Atualmente, existe um grande contingente de investidores que nunca viu um “mercado de baixa” de verdade. Para muitos deles, toda a sua experiência de investimento consiste em intervenções contínuas do Federal Reserve. Portanto, não é surpreendente que estejam totalmente adestrados para o “medo de perder” a próxima rodada de apoio do Fed.
Investidores estão se antecipando ao Fed?
Já mostramos vários indicadores econômicos que apontam para a possibilidade de uma recessão. No entanto, ela ainda não se concretizou, e o crescimento econômico continuou a resistir à política monetária restritiva. Por isso, os investidores acreditam agora que uma recessão será evitada, o Fed reduzirá as taxas e as ações subirão.
A alta do mercado desde novembro teve o efeito colateral de aumentar a confiança do consumidor.

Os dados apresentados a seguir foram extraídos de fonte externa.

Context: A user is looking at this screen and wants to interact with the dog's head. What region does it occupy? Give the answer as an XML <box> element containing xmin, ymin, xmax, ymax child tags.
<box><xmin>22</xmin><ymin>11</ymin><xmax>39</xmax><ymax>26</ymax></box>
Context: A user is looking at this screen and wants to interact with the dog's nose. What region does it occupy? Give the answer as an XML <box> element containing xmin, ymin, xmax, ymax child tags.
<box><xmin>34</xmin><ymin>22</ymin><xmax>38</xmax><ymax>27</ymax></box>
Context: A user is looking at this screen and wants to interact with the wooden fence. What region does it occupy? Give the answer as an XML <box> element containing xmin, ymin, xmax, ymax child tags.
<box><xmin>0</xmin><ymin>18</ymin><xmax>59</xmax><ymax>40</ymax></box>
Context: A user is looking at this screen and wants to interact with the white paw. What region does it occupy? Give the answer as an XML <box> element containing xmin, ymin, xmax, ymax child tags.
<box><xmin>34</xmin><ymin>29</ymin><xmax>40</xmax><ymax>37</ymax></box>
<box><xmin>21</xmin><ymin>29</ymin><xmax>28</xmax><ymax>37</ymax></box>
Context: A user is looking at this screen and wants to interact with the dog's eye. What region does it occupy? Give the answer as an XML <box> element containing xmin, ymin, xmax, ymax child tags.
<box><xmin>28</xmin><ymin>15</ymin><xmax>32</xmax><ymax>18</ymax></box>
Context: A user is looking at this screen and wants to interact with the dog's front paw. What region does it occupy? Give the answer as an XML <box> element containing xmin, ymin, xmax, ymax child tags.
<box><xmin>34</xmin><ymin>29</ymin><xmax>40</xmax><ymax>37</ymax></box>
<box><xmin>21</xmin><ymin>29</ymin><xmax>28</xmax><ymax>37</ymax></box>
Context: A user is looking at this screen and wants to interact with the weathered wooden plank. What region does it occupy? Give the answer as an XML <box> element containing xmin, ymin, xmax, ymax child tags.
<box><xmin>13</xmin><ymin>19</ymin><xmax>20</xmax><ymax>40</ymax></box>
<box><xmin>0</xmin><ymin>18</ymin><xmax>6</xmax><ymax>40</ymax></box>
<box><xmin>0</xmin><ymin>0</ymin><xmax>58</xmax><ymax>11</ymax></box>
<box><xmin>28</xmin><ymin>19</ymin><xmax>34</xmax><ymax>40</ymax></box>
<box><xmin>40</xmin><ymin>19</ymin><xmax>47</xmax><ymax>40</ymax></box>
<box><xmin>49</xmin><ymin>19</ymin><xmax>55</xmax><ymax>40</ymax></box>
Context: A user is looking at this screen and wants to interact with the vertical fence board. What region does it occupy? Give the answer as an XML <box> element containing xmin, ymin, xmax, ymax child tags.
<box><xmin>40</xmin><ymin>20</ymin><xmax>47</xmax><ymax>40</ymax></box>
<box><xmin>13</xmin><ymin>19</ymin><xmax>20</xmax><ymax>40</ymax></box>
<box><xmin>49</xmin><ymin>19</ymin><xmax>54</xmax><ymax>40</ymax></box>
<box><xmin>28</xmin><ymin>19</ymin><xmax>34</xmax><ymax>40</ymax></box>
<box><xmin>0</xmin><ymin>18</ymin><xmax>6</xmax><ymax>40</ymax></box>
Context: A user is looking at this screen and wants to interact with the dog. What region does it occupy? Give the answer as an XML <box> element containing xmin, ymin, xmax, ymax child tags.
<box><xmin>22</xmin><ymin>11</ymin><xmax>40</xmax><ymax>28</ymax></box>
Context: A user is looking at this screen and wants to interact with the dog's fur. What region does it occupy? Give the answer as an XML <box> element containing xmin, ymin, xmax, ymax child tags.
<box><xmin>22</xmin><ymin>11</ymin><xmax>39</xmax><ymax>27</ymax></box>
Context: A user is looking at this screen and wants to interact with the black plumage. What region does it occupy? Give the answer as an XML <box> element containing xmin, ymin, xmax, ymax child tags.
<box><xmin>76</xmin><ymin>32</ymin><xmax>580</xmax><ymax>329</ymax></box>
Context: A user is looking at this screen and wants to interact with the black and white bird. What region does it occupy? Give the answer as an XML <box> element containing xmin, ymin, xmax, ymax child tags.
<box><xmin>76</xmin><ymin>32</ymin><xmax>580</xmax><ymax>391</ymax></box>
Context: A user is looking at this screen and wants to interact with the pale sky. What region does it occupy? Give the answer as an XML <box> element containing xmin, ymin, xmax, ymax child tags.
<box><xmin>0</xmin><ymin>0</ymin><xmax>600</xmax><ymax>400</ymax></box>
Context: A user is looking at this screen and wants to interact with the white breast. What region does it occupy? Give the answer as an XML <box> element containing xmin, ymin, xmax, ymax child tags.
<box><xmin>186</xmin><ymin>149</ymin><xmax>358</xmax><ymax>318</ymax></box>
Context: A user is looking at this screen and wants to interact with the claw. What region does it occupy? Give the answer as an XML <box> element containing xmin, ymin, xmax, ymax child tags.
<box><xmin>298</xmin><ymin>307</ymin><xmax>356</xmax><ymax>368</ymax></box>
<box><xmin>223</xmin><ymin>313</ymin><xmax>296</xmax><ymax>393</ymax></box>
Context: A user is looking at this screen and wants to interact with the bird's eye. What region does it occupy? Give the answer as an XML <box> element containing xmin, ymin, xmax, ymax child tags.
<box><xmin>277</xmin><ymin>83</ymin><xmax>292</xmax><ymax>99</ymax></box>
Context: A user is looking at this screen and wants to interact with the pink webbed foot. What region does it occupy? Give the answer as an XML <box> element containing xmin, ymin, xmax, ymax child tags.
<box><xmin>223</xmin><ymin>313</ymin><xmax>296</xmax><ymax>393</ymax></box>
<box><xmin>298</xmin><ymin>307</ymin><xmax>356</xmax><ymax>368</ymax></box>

Como citado por Ben Bernanke, o resultado deve ser um incremento da atividade econômica para manter a economia fora da recessão. O gráfico abaixo é o índice composto de confiança do consumidor em comparação com o PIB.
Observe o aumento na confiança do consumidor desde os mínimos de outubro de 2022. A questão é: a queda esperada do mercado devido a um ciclo de alta da taxa do Fed já terminou? No artigo linkado acima, Michael Lebowitz abordou essa questão. Ele usou um modelo de Wicksell para estimar a queda percentual esperada durante um ciclo de alta da taxa do Fed. A saber:
“O gráfico abaixo mostra a queda máxima desde o início dos ciclos de alta de taxa. A queda média durante os ciclos de alta de taxa é de 11,50%. O S&P 500 sofreu uma queda de quase 25% durante o ciclo atual.”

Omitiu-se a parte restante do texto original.